Proving the identity $P( X + Y = a)= \int_{-\infty}^{\infty} P( X + y = a)f_Y(y) \, \text{d}y $ Suppose $\lambda_1, \lambda_2, a \in \mathbb{R}$ and $X,Y$ are random variables. If it is needed, I can assume that $X$ and $Y$ are independent. I want to show, that the identity
$$\mathbb{P}(\lambda_1 X + \lambda_2 Y = a)= \int_{-\infty}^{\infty} \mathbb{P}(\lambda_1 X + \lambda_2 y = a)f_Y(y) \, \text{d}y $$
does hold, where $f_Y$ denotes the density function of $Y$.
The idea behind this identity is that it is very useful, when the density $f_Y$ is given and we know something about the probability $\mathbb{P}(\lambda_1 X + \lambda_2 y = a)$. 
Now I want to prove this statement. I tried to use the substitution formula
$$\mathbb{E}[g(X)]= \int_{\Omega}g(X(\omega)) \, \text{d} \mathbb{P}(\omega) = \int_{\mathbb{R}} g(x) \, \text{d}P_X(x) = \int_{-\infty}^{\infty} g(x) f_X(x) \, \text{d}x, $$
where $g: \mathbb{R} \rightarrow \mathbb{R}$ is measurable and calculated the following:
$$\mathbb{P}(\lambda_1 X + \lambda_2 Y = a)= \mathbb{E}[\mathbb{1}_{\lambda_1 X + \lambda_2 Y = a}]= \int_{\Omega}\mathbb{1}_{\lambda_1 X + \lambda_2 Y = a}(\omega) \, \text{d} \mathbb{P}(\omega)= \int_{-\infty}^{\infty} ..?.. \, \text{d} P_{(X,Y)}(x,y),$$
but I do not know how to continue at this point.
 A: Use the Law of Iterated Expectation.
$$\begin{align}
\mathbb{P}(\lambda_1 X + \lambda_2 Y = a) & = \mathbb{E}[\mathbb{1}_{\lambda_1 X + \lambda_2 Y = a}]
\\[2ex] & = \Bbb E[\Bbb E[\mathbf 1_{\lambda_1 X + \lambda_2 Y = a}\mid Y]]
\\[2ex] & = \int_{\Bbb R}\Bbb E[\mathbb{1}_{\lambda_1 X + \lambda_2 Y = a}\mid Y](y) \, \text{d} \mathbb{P}_Y(y)
\\[2ex] & = \int_{-\infty}^{\infty} \Bbb P(\lambda_1X+\lambda_2 y=a\mid Y=y)\, f_Y(y) \, \mathrm{d} y
\end{align}$$
Note: only if X and Y are independent does this equal $\int_{-\infty}^{\infty} \Bbb P(\lambda_1X+\lambda_2 y=a) \,f_Y(y) \mathrm{d} y$
A: Since the original poster wasn't satified with a step in Grahm's answer I will add the following clarification of that step.

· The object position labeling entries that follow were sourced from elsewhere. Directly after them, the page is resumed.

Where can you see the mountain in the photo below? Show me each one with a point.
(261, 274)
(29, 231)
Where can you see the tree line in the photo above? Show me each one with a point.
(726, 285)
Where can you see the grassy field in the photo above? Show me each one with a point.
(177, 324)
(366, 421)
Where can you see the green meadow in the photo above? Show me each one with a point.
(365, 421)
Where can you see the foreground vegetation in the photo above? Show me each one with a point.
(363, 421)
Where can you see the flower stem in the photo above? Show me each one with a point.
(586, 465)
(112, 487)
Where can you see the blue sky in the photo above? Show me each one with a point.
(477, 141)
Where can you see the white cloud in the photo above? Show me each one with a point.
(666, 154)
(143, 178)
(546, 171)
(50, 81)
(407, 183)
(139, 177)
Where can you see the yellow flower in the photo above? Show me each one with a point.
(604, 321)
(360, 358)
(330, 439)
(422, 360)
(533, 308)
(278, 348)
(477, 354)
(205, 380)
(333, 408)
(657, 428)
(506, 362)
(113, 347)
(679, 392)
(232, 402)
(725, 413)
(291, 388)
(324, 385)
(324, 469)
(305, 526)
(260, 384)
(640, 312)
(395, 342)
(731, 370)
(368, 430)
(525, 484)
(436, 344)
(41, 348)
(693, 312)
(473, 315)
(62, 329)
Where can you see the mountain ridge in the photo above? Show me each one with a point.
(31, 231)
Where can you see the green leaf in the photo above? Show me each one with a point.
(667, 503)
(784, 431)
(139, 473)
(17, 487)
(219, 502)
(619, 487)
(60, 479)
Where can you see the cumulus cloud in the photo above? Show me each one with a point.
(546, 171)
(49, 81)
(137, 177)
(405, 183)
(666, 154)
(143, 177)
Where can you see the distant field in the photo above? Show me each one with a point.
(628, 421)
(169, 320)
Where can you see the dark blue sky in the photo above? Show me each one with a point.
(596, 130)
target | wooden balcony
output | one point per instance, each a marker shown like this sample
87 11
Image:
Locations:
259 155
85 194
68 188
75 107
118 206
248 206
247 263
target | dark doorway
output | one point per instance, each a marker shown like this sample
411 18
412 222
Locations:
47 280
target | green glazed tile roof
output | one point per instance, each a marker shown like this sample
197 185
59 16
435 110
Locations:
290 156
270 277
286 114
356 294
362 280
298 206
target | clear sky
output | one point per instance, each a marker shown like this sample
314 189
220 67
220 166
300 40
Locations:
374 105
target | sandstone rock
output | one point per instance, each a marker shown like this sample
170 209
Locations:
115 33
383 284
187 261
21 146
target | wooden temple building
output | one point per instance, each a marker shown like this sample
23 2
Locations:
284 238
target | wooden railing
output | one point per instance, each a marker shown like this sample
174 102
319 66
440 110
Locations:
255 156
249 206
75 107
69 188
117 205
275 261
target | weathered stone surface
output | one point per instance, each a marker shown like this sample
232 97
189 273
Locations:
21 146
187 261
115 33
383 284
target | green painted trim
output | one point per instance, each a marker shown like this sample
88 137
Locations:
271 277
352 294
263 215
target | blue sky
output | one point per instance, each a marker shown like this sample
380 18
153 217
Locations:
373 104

How do we motivate that $\int P[\lambda_1X+ \lambda_2Y=a|Y=y]P_Y(dy) $ equals $\int P[\lambda_1X+\lambda_2y=a]P_Y(dy)$?

This follows from the following result which may be found on p.263 in Shiryaev's Probability 1 (2016)

If $X,Y $ are independent and $\phi $ is a $\mathcal B(R^2) $
  measurable function such that $E[|\phi(X,Y) |]<\infty $ then  $$\int E[\phi(X,Y)|Y=y]P_Y(dy)=\int E[\phi(X,y)]P_Y(dy)$$

We simply let $\phi(x,y)=1_{\{x+y=a\} }(x,y)$. Hope this helps!